Bob der Baumeister, das Vorbild der deutschen Schaffnerin

„Wir schaffen das“, sagt Angela Merkel gern. Henryk M. Broder erinnert das an die DDR. Es gibt freundlichere Assoziationen.

Wer erinnert sich noch daran, dass Fred Sinowatz die Energieferien eingeführt hat? (Das Rechtschreibprogramm kennt das Wort nicht einmal mehr.) Doch geblieben ist vom ehemaligen Kanzler sein Diktum, dass alles sehr kompliziert sei. Womit er natürlich recht hatte. Und es ist ja auch nicht das Schlechteste für einen Politiker, wenn er mit einem Satz ins Gedächtnis eingeht, wie Ludwig XIV. mit „L'état, c'est moi“, Wilhelm Molterer mit „Es reicht“ oder George Bush mit „Read my lips“.

Oder Angela Merkel mit „Wir schaffen das“: Sie sagt das gern und oft, vielleicht sogar „gebetsmühlenartig“, wie Henryk M. Broder in der „Welt“ schreibt. Er sieht diesen affirmativen Slogan seiner Kanzlerin als Variation eines DDR-Plakatspruchs aus dem Jahr 1981: In einer kleinen Serie sagte ein Soldat „Das schützen wir!“, ein Bergmann „Das packen wir!“ und eine Bäuerin „Das schaffen wir!“ Letztere trug eine Bubikopffrisur wie Merkel, was Broder daran erinnert, „dass die Kanzlerin in der DDR sozialisiert wurde“. Entsprechend interpretiert er ihre Politik als „späte Rache der DDR an der Bundesrepublik Deutschland“.

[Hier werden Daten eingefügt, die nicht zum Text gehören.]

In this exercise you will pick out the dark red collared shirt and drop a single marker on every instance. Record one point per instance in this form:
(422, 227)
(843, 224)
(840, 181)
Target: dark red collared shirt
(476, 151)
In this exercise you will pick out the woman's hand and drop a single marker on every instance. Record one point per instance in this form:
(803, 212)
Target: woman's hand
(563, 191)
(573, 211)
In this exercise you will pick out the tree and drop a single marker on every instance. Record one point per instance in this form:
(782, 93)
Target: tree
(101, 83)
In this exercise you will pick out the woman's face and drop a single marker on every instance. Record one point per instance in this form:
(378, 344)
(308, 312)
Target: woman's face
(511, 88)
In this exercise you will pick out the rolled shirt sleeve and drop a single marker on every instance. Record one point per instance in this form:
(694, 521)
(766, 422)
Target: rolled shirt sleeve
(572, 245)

Das finde ich boshaft. Wer in den vergangenen beiden Jahrzehnten in Verbindung mit Kindern, vor allem mit Buben, stand, hört Merkels Sprüchlein anders: „Yo, wir schaffen das“, sagt Bob der Baumeister, der Held einer TV-Comicserie, seit 2001. Er trägt blaue Latzhose, kariertes Hemd und gelben Helm, er befehligt eine kleine Truppe sprechender Baumaschinen. Im englischen Original heißt er „Bob the Builder“ und sagt „Yes we can“. Das hat er bzw. der Drehbuchautor sich von der US-Landarbeitergewerkschaft abgeschaut, die 1972 „Sí se puede“ rief. Ob Barack Obama direkt davon oder von Bob inspiriert war, sollen spätere Biografen klären, er verwendete den Spruch jedenfalls am 8. 1. 2008 quasi als Refrain einer Wahlkampfrede, und seither immer wieder.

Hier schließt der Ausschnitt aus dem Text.